Частный случай
В этот день, воскресный день, когда цирк одно за другим дает три представления и артистам не то что отлучиться из цирка — передохнуть, перекусить едва хватает времени, — в этот день к дрессировщику Мансурову пожаловал гость.
— Милости прошу, — сказал Мансуров.
Моложавый, статный, в костюме, затканном блестками, он сидел у себя в гардеробной перед гримировальным столиком. Лампа, горевшая над столиком, отражалась в блестках, и они сверкали, переливались.
— Милости прошу, Сергей Васильевич! — повторил Мансуров.
Поднявшись, он крепко пожал руку писателю Вахромееву. Встреча была не первой, и знакомство успело стать дружественным.
— Боюсь, нынче я пришел не слишком удачно, — вздохнул Вахромеев. — День-то какой у вас... Не до меня!
— Ничего, — успокоил Мансуров. — До антракта можем побеседовать, а по том посмотрите второе отделение, мой выход... Итак, о чем же будем беседовать? Чай, у вас уже полным-полна коробушка?
Вахромеев появился в цирке месяц назад. Объяснил, что хочет написать о цирковом искусстве, об артистах цирка. Дирекция пошла навстречу, снабдила пропуском, и с этого дня писатель стал частым собеседником артистов. Все интересовало его: творческая сторона работы, закулисный быт, репетиционные трудности...
— Полна ли коробушка? Да как вам сказать, Георгий Петрович. Время, разумеется, зря не терял. Занимательных историй услыхал немало. Лишний разубедился, как пестра, как причудлива жизнь циркового артиста. И все же истории эти... Каждая из них не выходит за пределы частного случая. Понимаете? Это всего лишь отдельные кирпичики.
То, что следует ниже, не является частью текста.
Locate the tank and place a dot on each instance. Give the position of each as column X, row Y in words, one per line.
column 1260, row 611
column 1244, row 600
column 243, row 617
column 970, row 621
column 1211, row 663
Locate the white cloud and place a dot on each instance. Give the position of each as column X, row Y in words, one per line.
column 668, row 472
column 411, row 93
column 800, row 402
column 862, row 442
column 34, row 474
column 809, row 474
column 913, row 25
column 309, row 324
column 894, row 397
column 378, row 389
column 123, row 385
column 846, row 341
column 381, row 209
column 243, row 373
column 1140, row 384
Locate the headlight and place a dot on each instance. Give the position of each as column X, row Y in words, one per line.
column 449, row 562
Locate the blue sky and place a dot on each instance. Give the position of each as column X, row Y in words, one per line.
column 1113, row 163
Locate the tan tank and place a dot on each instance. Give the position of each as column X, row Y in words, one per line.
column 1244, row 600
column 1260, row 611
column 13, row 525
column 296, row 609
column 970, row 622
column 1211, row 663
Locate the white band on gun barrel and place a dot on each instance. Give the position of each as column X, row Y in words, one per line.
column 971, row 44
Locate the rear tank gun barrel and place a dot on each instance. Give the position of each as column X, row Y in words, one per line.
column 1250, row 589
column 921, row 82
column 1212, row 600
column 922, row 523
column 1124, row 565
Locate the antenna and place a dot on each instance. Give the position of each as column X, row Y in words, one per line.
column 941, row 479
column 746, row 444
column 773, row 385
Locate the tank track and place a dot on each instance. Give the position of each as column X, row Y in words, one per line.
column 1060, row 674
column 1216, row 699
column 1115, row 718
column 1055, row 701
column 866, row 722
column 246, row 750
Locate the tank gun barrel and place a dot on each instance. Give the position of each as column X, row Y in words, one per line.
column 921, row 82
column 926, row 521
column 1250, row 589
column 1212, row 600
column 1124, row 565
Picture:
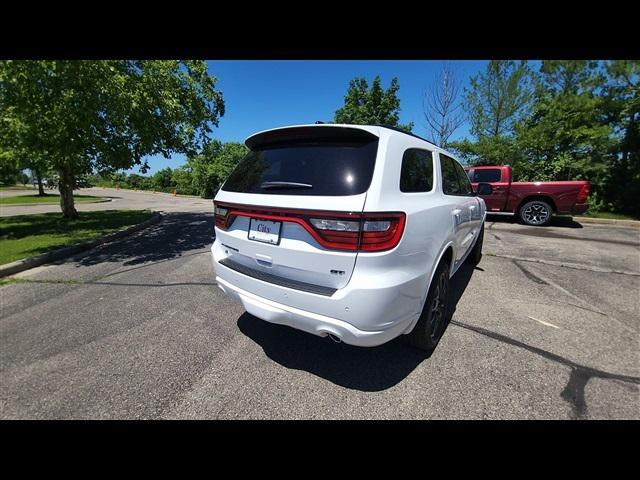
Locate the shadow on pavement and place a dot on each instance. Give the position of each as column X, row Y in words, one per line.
column 367, row 369
column 556, row 221
column 176, row 234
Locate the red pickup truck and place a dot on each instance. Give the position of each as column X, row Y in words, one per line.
column 533, row 202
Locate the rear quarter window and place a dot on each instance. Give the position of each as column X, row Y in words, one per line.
column 417, row 171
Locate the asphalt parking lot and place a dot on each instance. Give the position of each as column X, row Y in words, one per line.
column 546, row 327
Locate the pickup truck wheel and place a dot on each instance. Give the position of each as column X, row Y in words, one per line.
column 435, row 312
column 536, row 212
column 475, row 255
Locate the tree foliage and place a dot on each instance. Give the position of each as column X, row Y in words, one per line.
column 498, row 98
column 211, row 168
column 371, row 106
column 105, row 115
column 582, row 122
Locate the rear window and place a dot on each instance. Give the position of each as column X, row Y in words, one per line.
column 417, row 171
column 329, row 167
column 485, row 175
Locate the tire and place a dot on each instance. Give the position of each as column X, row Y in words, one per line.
column 428, row 330
column 475, row 255
column 536, row 213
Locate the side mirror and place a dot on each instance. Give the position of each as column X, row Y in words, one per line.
column 484, row 189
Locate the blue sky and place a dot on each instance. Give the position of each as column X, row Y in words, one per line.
column 262, row 94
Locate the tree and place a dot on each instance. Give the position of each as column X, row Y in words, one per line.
column 498, row 98
column 564, row 137
column 441, row 105
column 371, row 106
column 183, row 180
column 621, row 108
column 163, row 179
column 104, row 115
column 211, row 168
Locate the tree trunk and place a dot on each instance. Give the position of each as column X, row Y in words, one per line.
column 40, row 187
column 66, row 193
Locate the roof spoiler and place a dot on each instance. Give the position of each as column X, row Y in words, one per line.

А ведь мне предстоит построить монолитное здание...
— Разве оно будет строиться вами не из кирпичиков? — прищурился Мансуров.
— Конечно! Конечно, вы правы, Георгий Петрович! — согласился Вахромеев. — Частным случаем пренебрегать нельзя. Расспрашивай, записывай, но помни — пока что в твои блокноты ложится сырье. Впереди самое трудное — переварить, обобщить!
Дальнейшему разговору помешал ассистент — губастый белобрысый парень. Войдя в гардеробную, он что-то шепотом стал рассказывать дрессировщику.
— Постой, постой! — перебил Мансуров. — Злится, говоришь?
— Ага!
— А как апельсин? На апельсин реагирует?
— Ни в какую. Отбросила... Мансуров поднялся, накинул поверх костюма одноцветный рабочий халат.
— Я сам погляжу, — кивнул он ассистенту. И обернулся к Вахромееву: — Обезьяна у меня. Собираюсь скоро ввести в аттракцион. Чего-то капризничать стала... Уж извините меня, Сергей Васильевич. Отложим беседу нашу до конца представления!
Писателю не оставалось другого, как отправиться в зрительный зал. В коридоре, снаружи огибавшем амфитеатр, конюхи прогуливали лошадей, и каждая была прекрасна: пышный султан на гордой голове, бархатистые бока, расчесанные в шахматку. Вдоль стен реквизит: сочные тона эмали, блеск никеля, головоломность очертаний. А у занавеса, из-за которого артисты выходят в зал,— человек во фраке, инспектор манежа. Он выпускал артистов, и каждый раз, как только приоткрывался занавес, в лицо ударяло полнозвучностью оркестра, слепящим жаром прожекторов.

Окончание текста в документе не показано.